Rozdział XXXVIII

2.9K 359 133
                                    

- Puszczaj mnie!

Próbowałem się wyrwać, ale mężczyzna był silniejszy. Może gdybym był wypoczęty, dałbym radę. Teraz jednak nie zdołałem uniknąć ciosu i dostałem kolbą w twarz, co dość ostro ukróciło moje marne próby poharatania twarzy tego śmiecia.

Gdy leżałem na ziemi, a świat powoli przestawał wirować, mężczyzna obrócił mnie na plecy, wykręcił mi ręce i skuł je.

Sira zaczął płakać. Spojrzałem na moje maleństwa. Przez chwilę nie mogłem skupić wzroku. Wciąż czułem to uderzenia. W końcu jednak ujrzałem ich przerażone twarzyczki. Tulili się do siebie skuleni pod drzewem. Linadel patrzył na mnie szeroko otwartymi oczami, a Sira płakał głośno i szukał wsparcia w starszym bracie.

Mężczyzna puścił mnie i zaczął zbliżać się do nich. Poczułem jak ogrania mnie panika. Tylko nie moje dzieci... Wszytko, tylko nie moje dzieci...

- Zostaw ich! Nie zbliżaj się do nich! Zabiję cię, jeśli ich tkniesz!

Mężczyzn zaśmiał się i złapał Sirę za ramię. Chłopiec zaczął krzyczeć z przerażenia, a na ten dźwięk całym moim ciałem wstrząsnęły dreszcze. Próbowałem wstać, ale to było ciężkie z rękoma skutymi z tyłu. Potknąłem się i upadłem.

Tymczasem mężczyzna oderwał Sirę od starszego brata, przez co Linadel także zaczął płakać. Ten sukinsyn podniósł moje dziecko, jakby było rzeczą i przyglądał mu się jak zwierzęciu na targu. Jakby oceniał, ile jest wart.

- Zabierz od niego te brudne łapy!

Zerwałem się z ziemi, ale gdy tylko się zbliżyłem, nim zdążyłem coś zrobić, mężczyzna wypuścił Sirę z rąk. Krzyknąłem, najpierw gdy zobaczyłem, jak upada na ziemię, a później drugi raz gdy mężczyzna uderzył mnie pięścią w twarz.

Boleśnie upadłem na ziemię, ale mogłem myśleć tylko o moim płaczącym dziecku. Łowca tymczasem podszedł do mnie i szturchnął butem moją głowę.

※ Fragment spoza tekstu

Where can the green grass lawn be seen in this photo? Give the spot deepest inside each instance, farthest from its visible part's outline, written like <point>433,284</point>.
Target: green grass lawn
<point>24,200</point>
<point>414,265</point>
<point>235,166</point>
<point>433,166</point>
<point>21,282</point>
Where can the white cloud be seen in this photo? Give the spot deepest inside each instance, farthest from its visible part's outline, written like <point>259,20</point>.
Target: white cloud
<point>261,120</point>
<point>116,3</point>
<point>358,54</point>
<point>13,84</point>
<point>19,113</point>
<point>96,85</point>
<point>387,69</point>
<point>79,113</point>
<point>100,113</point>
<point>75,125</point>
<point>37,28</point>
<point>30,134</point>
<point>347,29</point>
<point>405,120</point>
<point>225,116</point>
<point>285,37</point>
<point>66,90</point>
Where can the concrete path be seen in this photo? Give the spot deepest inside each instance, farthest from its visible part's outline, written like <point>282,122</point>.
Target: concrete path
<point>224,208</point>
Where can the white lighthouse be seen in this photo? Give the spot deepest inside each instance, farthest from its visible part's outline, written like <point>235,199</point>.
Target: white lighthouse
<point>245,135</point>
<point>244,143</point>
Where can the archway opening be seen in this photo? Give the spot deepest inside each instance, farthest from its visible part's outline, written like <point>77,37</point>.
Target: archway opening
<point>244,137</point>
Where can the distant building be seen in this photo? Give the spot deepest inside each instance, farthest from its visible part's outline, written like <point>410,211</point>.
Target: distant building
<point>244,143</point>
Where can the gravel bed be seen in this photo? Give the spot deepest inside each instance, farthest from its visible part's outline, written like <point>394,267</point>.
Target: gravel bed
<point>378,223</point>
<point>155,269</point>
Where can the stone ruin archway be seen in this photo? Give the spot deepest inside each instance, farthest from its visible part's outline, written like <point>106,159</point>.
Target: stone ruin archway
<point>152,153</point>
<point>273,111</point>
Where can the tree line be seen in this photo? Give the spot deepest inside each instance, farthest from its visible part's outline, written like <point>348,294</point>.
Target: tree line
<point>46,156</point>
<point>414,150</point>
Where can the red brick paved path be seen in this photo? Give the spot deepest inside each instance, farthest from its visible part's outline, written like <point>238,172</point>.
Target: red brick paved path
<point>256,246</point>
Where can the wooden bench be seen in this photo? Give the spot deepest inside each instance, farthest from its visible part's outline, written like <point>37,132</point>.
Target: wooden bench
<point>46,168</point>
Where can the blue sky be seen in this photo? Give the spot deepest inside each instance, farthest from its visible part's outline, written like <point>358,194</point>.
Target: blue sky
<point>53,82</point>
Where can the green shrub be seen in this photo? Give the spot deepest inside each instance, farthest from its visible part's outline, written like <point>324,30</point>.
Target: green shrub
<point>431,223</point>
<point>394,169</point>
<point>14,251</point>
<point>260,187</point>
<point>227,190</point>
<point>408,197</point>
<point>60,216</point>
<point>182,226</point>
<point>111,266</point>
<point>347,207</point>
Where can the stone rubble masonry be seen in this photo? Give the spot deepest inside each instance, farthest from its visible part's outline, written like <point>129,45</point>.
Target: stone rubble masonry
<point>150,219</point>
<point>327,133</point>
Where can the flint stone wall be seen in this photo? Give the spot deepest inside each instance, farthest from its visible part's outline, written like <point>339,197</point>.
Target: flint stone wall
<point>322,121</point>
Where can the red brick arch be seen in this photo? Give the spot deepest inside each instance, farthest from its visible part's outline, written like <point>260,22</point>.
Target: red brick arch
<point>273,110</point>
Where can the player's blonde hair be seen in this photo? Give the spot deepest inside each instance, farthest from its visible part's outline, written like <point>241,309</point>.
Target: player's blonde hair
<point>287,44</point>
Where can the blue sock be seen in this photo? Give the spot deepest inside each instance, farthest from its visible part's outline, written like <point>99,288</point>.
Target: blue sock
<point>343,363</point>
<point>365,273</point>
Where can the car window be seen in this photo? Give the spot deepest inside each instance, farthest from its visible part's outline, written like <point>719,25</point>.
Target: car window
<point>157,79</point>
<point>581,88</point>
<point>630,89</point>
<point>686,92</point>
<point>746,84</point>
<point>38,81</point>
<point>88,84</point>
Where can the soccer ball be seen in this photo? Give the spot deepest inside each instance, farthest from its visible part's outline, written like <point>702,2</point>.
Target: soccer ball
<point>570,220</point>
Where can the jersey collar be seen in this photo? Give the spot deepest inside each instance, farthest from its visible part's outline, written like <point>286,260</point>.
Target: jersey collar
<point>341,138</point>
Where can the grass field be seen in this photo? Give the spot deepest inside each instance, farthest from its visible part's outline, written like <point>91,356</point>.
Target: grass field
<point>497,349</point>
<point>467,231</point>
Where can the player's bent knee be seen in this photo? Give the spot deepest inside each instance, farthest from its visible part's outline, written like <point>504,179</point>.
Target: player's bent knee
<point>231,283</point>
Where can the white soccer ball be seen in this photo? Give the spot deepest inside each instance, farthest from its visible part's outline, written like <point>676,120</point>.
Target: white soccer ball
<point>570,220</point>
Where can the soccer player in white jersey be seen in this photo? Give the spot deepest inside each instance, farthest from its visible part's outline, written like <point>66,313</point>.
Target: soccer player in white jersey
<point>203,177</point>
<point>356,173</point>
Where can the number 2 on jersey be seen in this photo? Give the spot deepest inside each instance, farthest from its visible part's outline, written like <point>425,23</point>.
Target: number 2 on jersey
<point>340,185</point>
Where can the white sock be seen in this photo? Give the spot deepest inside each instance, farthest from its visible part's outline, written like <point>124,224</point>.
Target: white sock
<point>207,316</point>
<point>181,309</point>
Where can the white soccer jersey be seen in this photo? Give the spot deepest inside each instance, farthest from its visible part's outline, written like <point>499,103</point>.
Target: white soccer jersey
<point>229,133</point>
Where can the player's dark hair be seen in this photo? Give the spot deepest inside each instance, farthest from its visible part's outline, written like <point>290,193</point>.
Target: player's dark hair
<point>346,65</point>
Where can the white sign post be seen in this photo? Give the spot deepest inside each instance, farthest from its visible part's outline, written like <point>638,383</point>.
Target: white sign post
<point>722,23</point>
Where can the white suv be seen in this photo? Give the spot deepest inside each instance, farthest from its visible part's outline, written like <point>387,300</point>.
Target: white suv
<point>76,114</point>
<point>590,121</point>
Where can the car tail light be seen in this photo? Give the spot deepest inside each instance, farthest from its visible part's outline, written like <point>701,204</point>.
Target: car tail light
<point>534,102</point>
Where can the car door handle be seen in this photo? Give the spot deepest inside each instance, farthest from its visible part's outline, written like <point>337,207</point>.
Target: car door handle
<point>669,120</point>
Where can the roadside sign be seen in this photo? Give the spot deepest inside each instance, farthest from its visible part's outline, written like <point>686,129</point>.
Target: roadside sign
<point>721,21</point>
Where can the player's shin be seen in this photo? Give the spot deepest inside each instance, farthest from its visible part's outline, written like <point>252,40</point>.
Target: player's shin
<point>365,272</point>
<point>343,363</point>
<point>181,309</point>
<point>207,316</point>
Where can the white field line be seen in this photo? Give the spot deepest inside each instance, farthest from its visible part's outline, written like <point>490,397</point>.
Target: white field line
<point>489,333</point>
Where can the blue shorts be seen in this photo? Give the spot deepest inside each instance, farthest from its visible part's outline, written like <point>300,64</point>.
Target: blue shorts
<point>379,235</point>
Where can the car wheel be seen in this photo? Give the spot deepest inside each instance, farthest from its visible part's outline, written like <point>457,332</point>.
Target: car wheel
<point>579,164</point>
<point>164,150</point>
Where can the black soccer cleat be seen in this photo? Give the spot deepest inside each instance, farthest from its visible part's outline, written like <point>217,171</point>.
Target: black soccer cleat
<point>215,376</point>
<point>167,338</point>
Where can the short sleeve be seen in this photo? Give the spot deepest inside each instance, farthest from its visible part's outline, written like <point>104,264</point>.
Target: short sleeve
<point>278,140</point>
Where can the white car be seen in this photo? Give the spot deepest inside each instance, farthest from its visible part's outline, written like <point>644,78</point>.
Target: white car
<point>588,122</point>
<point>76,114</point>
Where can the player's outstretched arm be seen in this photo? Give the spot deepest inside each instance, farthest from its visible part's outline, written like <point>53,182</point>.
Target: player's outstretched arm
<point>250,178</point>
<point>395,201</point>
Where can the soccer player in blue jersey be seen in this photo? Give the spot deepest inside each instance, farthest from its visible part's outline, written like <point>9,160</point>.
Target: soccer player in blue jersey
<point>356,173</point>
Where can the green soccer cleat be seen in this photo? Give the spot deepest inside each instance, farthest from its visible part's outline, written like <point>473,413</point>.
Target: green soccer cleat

- Leżeć. Nie bój się. Nie skrzywdzę tych twoich szczeniaków. Są warte fortunę. Więcej od ciebie. Chociaż... jesteś jeszcze młody. Z ciebie też coś będzie.

Widziałem tylko ten jego drwiący uśmiech. Patrzył na mnie z góry, gdy ja bezbronny leżałem na ziemi.

- Ben!?

Mężczyzna spojrzał za siebie, gdy usłyszał inny męski głos. To musiał być drugi łowca. Ten, którego trafiłem strzałą.

- Chodź tu! Znalazłem tę sukę i jej młode.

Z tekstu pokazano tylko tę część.